Support Vector Machine

Support vector machine is a natural deviation from the linear regression model. In linear regression, we try to fit a line that best fits the data points. In support vector machine, we try to fit a line that best separates the data points.

We use,

\mathbb{B} = \{-1,1\}

Here.

Ideas

For support vector machine, we want to have a plane,

w^T x + b = 0

That is optimal for splitting the space into two regions, the upper part $w^T x + b > 0$ and the lower part $w^T x + b < 0$ .

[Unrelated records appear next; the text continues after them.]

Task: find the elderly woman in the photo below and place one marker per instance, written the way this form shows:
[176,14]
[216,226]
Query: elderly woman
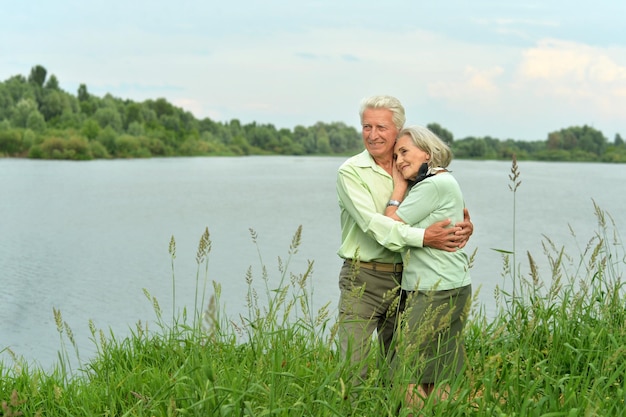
[436,284]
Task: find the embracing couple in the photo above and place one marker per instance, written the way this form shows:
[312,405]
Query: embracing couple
[405,274]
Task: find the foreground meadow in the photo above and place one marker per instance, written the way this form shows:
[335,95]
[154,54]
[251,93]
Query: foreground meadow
[555,348]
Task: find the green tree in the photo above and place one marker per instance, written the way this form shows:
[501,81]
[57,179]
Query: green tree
[52,83]
[37,75]
[36,122]
[108,117]
[21,111]
[10,142]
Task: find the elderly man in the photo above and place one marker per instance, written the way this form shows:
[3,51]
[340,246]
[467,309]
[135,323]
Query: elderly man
[370,276]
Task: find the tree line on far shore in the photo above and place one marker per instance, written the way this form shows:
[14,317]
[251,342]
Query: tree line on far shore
[40,120]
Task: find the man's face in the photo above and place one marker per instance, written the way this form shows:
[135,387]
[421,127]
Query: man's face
[379,132]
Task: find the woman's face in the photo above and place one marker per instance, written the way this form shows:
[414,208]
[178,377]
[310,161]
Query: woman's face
[409,158]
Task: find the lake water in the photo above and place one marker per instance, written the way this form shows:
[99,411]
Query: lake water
[87,237]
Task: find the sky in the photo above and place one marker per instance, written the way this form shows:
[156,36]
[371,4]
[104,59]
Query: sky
[510,70]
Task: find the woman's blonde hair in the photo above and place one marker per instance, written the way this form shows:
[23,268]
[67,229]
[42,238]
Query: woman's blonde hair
[426,140]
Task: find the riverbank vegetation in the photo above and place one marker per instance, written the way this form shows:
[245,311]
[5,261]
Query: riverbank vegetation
[38,119]
[554,348]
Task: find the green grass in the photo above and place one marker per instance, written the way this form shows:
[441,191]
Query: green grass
[556,348]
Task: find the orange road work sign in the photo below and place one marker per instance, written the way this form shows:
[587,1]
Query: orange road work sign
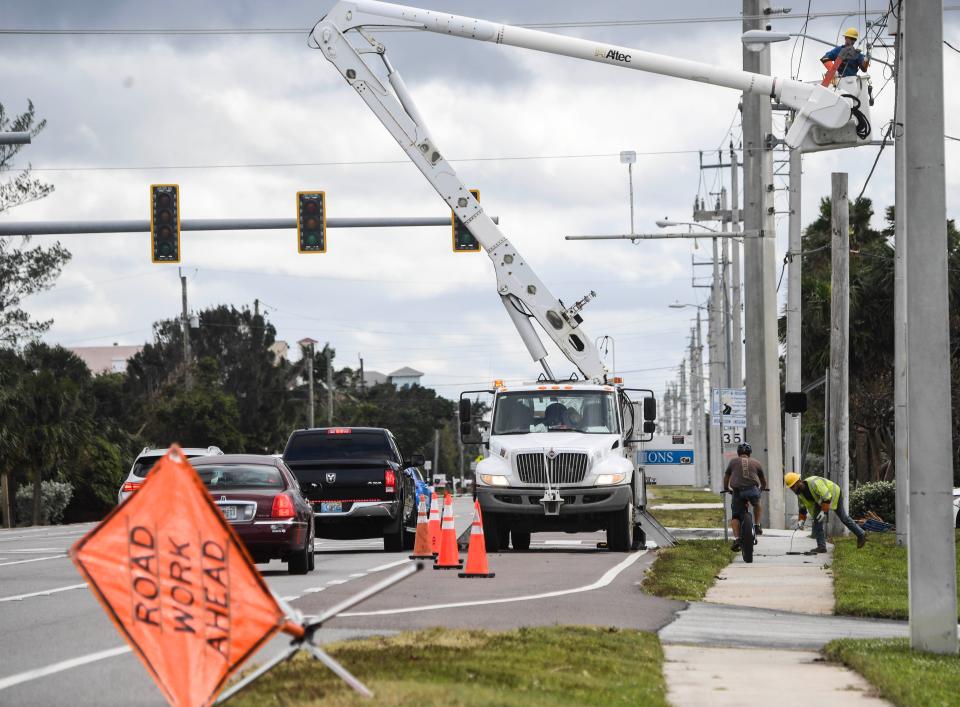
[178,583]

We would like to have least wrongly classified points and the maximum margin between the two regions. The margin means $\epsilon$ such that, there are as few points as possible in the region

\frac{||w^T x + b||}{||w||_2} < \epsilon

So that there could be fewer points close to the plane, which makes the classification more robust.

To do the prediction,

\hat{y} = sgn(w^T x + b)

tip

For a high dimensional plane $w^T x + b = 0$ , the $w^T$ is the normal vector of the plane because, for any two point $x_1$ and $x_2$ on the plane, $w^T (x_1 - x_2) = 0$ (by subtracting $w^T x_1 + b = 0$ and $w^T x_2 + b = 0$ ).

This $w^T$ is called the support vector.

tip

For a high dimensional plane $w^T x + b = 0$ , the distance from any point $x_0$ to the plane is,

\frac{||w^T x_0 + b||}{||w||_2}

You can directly extrapolate this from low dimensional space. But we need more valid proof for this.

The distant from a point to a plane is defined as the minimum distance from the given point to any point on the plane. That is to say,

D = min_x ||x - x_0||_2 \; s.t. \; w^T x + b = 0

This function is kind of hard to optimize, we use an equivalent function,

\frac{1}{2} D^2 = min_x \frac{1}{2}||x - x_0||_2^2 \; s.t. \; w^T x + b = 0

Construct a lagrangian,

L(x, \lambda) = \frac{1}{2}||x - x_0||_2^2 + \lambda (w^T x + b)

Then,

\frac{\partial L}{\partial x} = (x - x_0)^T + \lambda w^T = 0

\frac{\partial L}{\partial \lambda} = w^T x + b = 0

Because we are in the Euclidean space,

x - x_0 + \lambda w = 0

Then,

w^Tx - w^Tx_0 + \lambda w^Tw = 0

\lambda = \frac{w^Tx_0 + b}{||w||_2^2}

Now we have $\lambda$ , we substitute it back to the first equation,

(x - x_0) = - \frac{w(w^Tx + b)}{||w||_2^2}

Thus,

D = ||x - x_0||_2 = \frac{||w^Tx + b||}{||w||_2}

Mathematical Formulation

We rewrite our optimization problem in a more mathematical way,

Because we want maximum margin and maximum correctly classified points that is to say we would like to minimize,

L = \sum_{i=1}^{n} \max(0, \epsilon - \frac{y_i(w^T x_i + b)}{||w^T||_2})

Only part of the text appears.